- The Sync from Synthminds
- Posts
- EP06: AI Transforming Entertainment, Music, and Politics, and Elite Prompt Engineering
EP06: AI Transforming Entertainment, Music, and Politics, and Elite Prompt Engineering
And the Oscar for Best Picture goes to....Larry and his 4090 GPU
Howdy, prompt engineers and AI enthusiasts!
In this week’s issue…AI has changed the politics and entertainment industry and every other field. But this revolution also comes with the potential for misuse and copyright infringement. Regulations need to be put in place to protect the rights of the original creators. In this episode of HTTTA, Wes and Goda Go discuss AI politics, cloning, immortality and proper American English, along with AI transforming the entertainment landscape.
Podcast Page: https://howtotalkto.ai
HTTTA Newsletter:
MidJourney Master Reference Guide: bit.ly/3obnUNU
ChatGPT Master Reference Guide: bit.ly/3obo7AG
Learn Prompting: https://learnprompting.org/
Discord (Goda Go#3156 & Commordore_Wesmardo#2912)
Goda Go on Youtube: /@godago
Wes the Synthmind's everything: https://linktr.ee/synthminds
Key Take Aways from the Podcast:
We all agree on the importance of transparency when it comes to AI-generated content, and YouTube should include disclaimers when relevant. Currently, AI content detectors are not advanced enough to detect subtle differences in audio. People have not been able to detect when AI-generated audio has been used.
The issue of copyright infringement and royalty payments needs to be addressed in order to protect the rights of the original creators. Technology is being used to revolutionize the entertainment industry, from AI-generated songs to video created from text. Companies must navigate the potential for misuse with the potential for creativity, and the industry may be completely changed by 2024 with the rise of AI-generated video
AI is a creativity enabler. People with diverse skills and experiences can use AI to help them create content.
1. A Glimpse into the Future: AI-Generated Campaign Ads and the Challenges of Misinformation
In a startling demonstration of the power and potential of artificial intelligence (AI), an entire campaign advertisement for the 2024 US presidential election, endorsed by the GOP Party, was created using AI-generated photos, music, and editing. While technologically impressive, this remarkable feat raises alarm bells regarding the potential for AI-driven misinformation and the pressing need for regulatory intervention.

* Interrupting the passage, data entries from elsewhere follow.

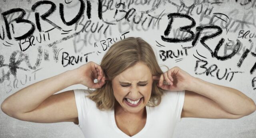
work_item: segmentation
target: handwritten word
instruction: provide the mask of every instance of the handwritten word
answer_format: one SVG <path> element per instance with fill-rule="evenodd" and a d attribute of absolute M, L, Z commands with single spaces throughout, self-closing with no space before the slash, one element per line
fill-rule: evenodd
<path fill-rule="evenodd" d="M 244 30 L 240 30 L 238 33 L 238 36 L 237 37 L 238 38 L 256 38 L 256 35 L 254 35 L 254 32 L 250 33 L 250 30 L 247 31 L 245 32 L 244 32 Z M 248 37 L 247 37 L 247 35 L 249 34 L 249 36 Z"/>
<path fill-rule="evenodd" d="M 55 47 L 53 47 L 53 53 L 57 52 L 57 50 Z M 2 68 L 2 77 L 0 78 L 0 83 L 2 83 L 5 79 L 10 80 L 10 75 L 13 75 L 14 77 L 16 77 L 17 70 L 20 70 L 26 71 L 29 71 L 30 70 L 37 70 L 40 66 L 43 57 L 43 49 L 41 46 L 39 46 L 38 48 L 38 54 L 37 58 L 34 66 L 31 65 L 29 55 L 28 54 L 24 54 L 20 51 L 16 50 L 13 52 L 10 57 L 9 64 L 4 64 L 4 57 L 2 55 L 0 55 L 0 68 Z M 16 58 L 16 57 L 18 56 Z M 49 52 L 47 49 L 44 50 L 44 57 L 45 61 L 49 61 Z M 33 58 L 34 58 L 33 57 Z M 56 58 L 54 59 L 57 62 L 58 58 Z M 23 62 L 26 63 L 27 67 L 28 68 L 24 68 L 20 67 L 20 65 Z M 4 67 L 7 67 L 9 70 L 6 72 L 6 74 Z"/>
<path fill-rule="evenodd" d="M 252 86 L 253 88 L 253 90 L 256 90 L 256 87 L 255 87 L 255 82 L 256 82 L 256 77 L 254 77 L 252 80 Z"/>
<path fill-rule="evenodd" d="M 15 77 L 13 80 L 11 81 L 10 80 L 8 80 L 7 83 L 4 82 L 3 84 L 4 85 L 4 91 L 6 93 L 10 93 L 12 91 L 13 89 L 18 89 L 20 88 L 20 86 L 26 86 L 29 82 L 36 80 L 36 72 L 41 69 L 42 68 L 33 71 L 31 73 L 32 74 L 31 76 L 25 74 L 25 77 L 22 77 L 22 79 L 19 79 Z"/>
<path fill-rule="evenodd" d="M 240 48 L 240 41 L 238 40 L 237 40 L 237 43 L 236 45 L 236 46 L 235 50 L 233 51 L 228 56 L 219 56 L 218 55 L 219 50 L 225 41 L 225 39 L 222 38 L 220 41 L 219 41 L 218 44 L 215 47 L 214 51 L 210 48 L 210 47 L 206 44 L 205 42 L 208 40 L 214 38 L 220 35 L 222 31 L 222 30 L 220 27 L 216 26 L 199 26 L 196 27 L 196 35 L 195 35 L 195 34 L 191 31 L 191 29 L 195 26 L 196 22 L 195 21 L 195 20 L 190 16 L 184 14 L 174 13 L 169 14 L 168 15 L 168 18 L 170 19 L 170 21 L 166 29 L 164 31 L 164 36 L 161 36 L 162 39 L 163 41 L 169 42 L 178 43 L 185 42 L 193 40 L 192 43 L 192 46 L 186 48 L 190 48 L 195 46 L 196 45 L 203 31 L 215 29 L 217 30 L 214 33 L 204 36 L 200 39 L 200 42 L 210 52 L 213 58 L 215 57 L 217 59 L 220 60 L 228 60 L 233 56 L 236 53 Z M 189 36 L 187 36 L 182 38 L 169 38 L 166 37 L 170 34 L 170 30 L 172 29 L 172 25 L 174 19 L 174 18 L 184 18 L 191 21 L 191 24 L 189 25 L 184 26 L 180 28 L 180 31 L 186 32 L 189 33 L 190 34 Z"/>
<path fill-rule="evenodd" d="M 85 8 L 85 4 L 82 0 L 78 0 L 80 3 L 80 8 L 76 16 L 69 22 L 67 22 L 64 17 L 63 4 L 62 3 L 60 4 L 60 16 L 62 22 L 66 26 L 70 26 L 74 24 L 80 19 L 82 15 L 84 14 L 84 11 Z M 100 1 L 100 0 L 99 0 L 99 1 Z M 90 1 L 87 0 L 86 0 L 86 2 L 87 4 L 87 15 L 88 18 L 90 18 L 91 16 L 90 12 L 91 6 Z M 51 7 L 50 9 L 46 13 L 40 15 L 40 13 L 37 12 L 35 12 L 38 7 L 42 6 L 44 5 L 48 4 L 50 5 Z M 13 8 L 1 14 L 4 21 L 6 27 L 5 29 L 6 30 L 7 37 L 9 40 L 11 40 L 12 39 L 12 36 L 10 31 L 10 24 L 11 22 L 16 22 L 17 24 L 23 23 L 26 24 L 29 24 L 31 26 L 30 29 L 22 35 L 18 37 L 14 37 L 14 38 L 16 40 L 24 39 L 31 36 L 31 35 L 32 35 L 36 29 L 36 27 L 37 27 L 37 29 L 40 32 L 41 32 L 42 31 L 42 29 L 40 23 L 40 19 L 47 22 L 51 25 L 59 30 L 62 30 L 62 28 L 60 27 L 57 26 L 56 24 L 54 23 L 53 22 L 47 18 L 48 16 L 53 13 L 56 10 L 56 5 L 54 2 L 50 1 L 40 1 L 36 2 L 32 6 L 31 10 L 32 12 L 34 12 L 36 25 L 35 25 L 35 24 L 31 21 L 28 20 L 26 20 L 24 18 L 25 15 L 26 14 L 26 12 L 24 9 L 20 8 Z M 11 20 L 10 22 L 9 22 L 9 21 L 7 20 L 7 16 L 8 15 L 19 12 L 20 12 L 21 13 L 20 16 L 19 16 L 17 18 Z"/>
<path fill-rule="evenodd" d="M 222 75 L 222 76 L 220 76 L 221 75 L 220 74 L 220 69 L 218 69 L 218 66 L 216 64 L 212 64 L 208 68 L 206 67 L 206 66 L 208 64 L 208 62 L 207 61 L 204 60 L 197 60 L 196 62 L 196 66 L 195 66 L 195 73 L 196 74 L 201 75 L 204 74 L 205 74 L 208 76 L 209 75 L 212 77 L 216 77 L 219 80 L 221 80 L 224 78 L 225 80 L 227 80 L 229 76 L 230 76 L 230 74 L 231 75 L 231 77 L 229 79 L 229 81 L 231 82 L 233 79 L 234 75 L 235 74 L 238 73 L 244 73 L 244 72 L 239 72 L 239 71 L 230 71 L 228 72 L 228 69 L 226 68 L 225 68 L 225 73 L 224 75 Z M 199 64 L 201 65 L 200 65 Z M 199 66 L 199 67 L 198 67 Z M 204 71 L 201 71 L 200 72 L 199 72 L 199 70 L 200 68 L 203 69 Z M 218 69 L 218 70 L 217 70 Z M 230 70 L 231 69 L 230 68 Z M 214 72 L 215 71 L 217 70 L 216 72 Z M 214 74 L 216 73 L 216 76 L 215 76 L 212 74 L 212 73 L 214 73 Z M 226 77 L 226 78 L 225 78 Z"/>
<path fill-rule="evenodd" d="M 85 61 L 85 62 L 87 63 L 88 62 L 88 55 L 94 52 L 90 52 L 83 56 L 78 55 L 77 57 L 75 57 L 73 56 L 69 56 L 69 54 L 68 52 L 62 52 L 61 63 L 64 67 L 70 64 L 74 65 L 75 64 L 78 64 L 79 62 L 82 62 L 83 61 Z M 84 60 L 83 60 L 83 58 L 84 59 Z M 67 60 L 67 62 L 65 62 Z"/>
<path fill-rule="evenodd" d="M 186 49 L 185 49 L 185 53 L 186 56 L 188 56 Z M 180 56 L 184 56 L 182 50 L 178 49 L 177 50 L 176 55 L 175 54 L 175 52 L 173 50 L 169 50 L 166 51 L 162 50 L 159 50 L 159 56 L 160 56 L 160 58 L 161 58 L 163 61 L 166 60 L 169 58 L 177 58 L 180 57 Z"/>
<path fill-rule="evenodd" d="M 42 34 L 44 42 L 50 40 L 49 32 L 46 33 L 46 34 Z M 42 36 L 41 35 L 41 33 L 39 34 L 39 36 L 38 36 L 38 36 L 35 37 L 33 35 L 29 37 L 28 38 L 25 38 L 25 39 L 20 40 L 20 42 L 18 42 L 18 44 L 20 46 L 20 50 L 21 50 L 22 51 L 26 51 L 30 46 L 35 45 L 35 42 L 36 42 L 36 41 L 37 41 L 37 42 L 39 44 L 42 43 Z M 24 48 L 24 47 L 25 48 Z"/>
<path fill-rule="evenodd" d="M 125 34 L 128 33 L 130 32 L 127 32 L 123 34 L 120 36 L 120 40 L 121 40 L 123 39 L 125 39 Z M 122 38 L 122 37 L 123 36 L 123 38 Z M 108 49 L 108 48 L 109 48 L 110 45 L 110 44 L 113 44 L 118 41 L 118 38 L 117 37 L 114 38 L 108 38 L 106 40 L 102 40 L 100 42 L 100 45 L 102 48 L 103 51 L 106 51 Z M 119 39 L 118 39 L 119 40 Z M 97 42 L 94 42 L 94 47 L 98 47 Z M 98 53 L 97 53 L 98 54 Z"/>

The advertisement, which was indistinguishable from a traditional, human-led campaign piece, showcased the capabilities of AI and its ability to create realistic, engaging content. By employing AI-generated images, the GOP was able to create a fear-ladened false future that will occur if the current US president is re-elected. Moreover, the entire editing process, voices, images, and sound effects were all AI-generated (they missed our issue last week on the telltale signs that an image is AI generated).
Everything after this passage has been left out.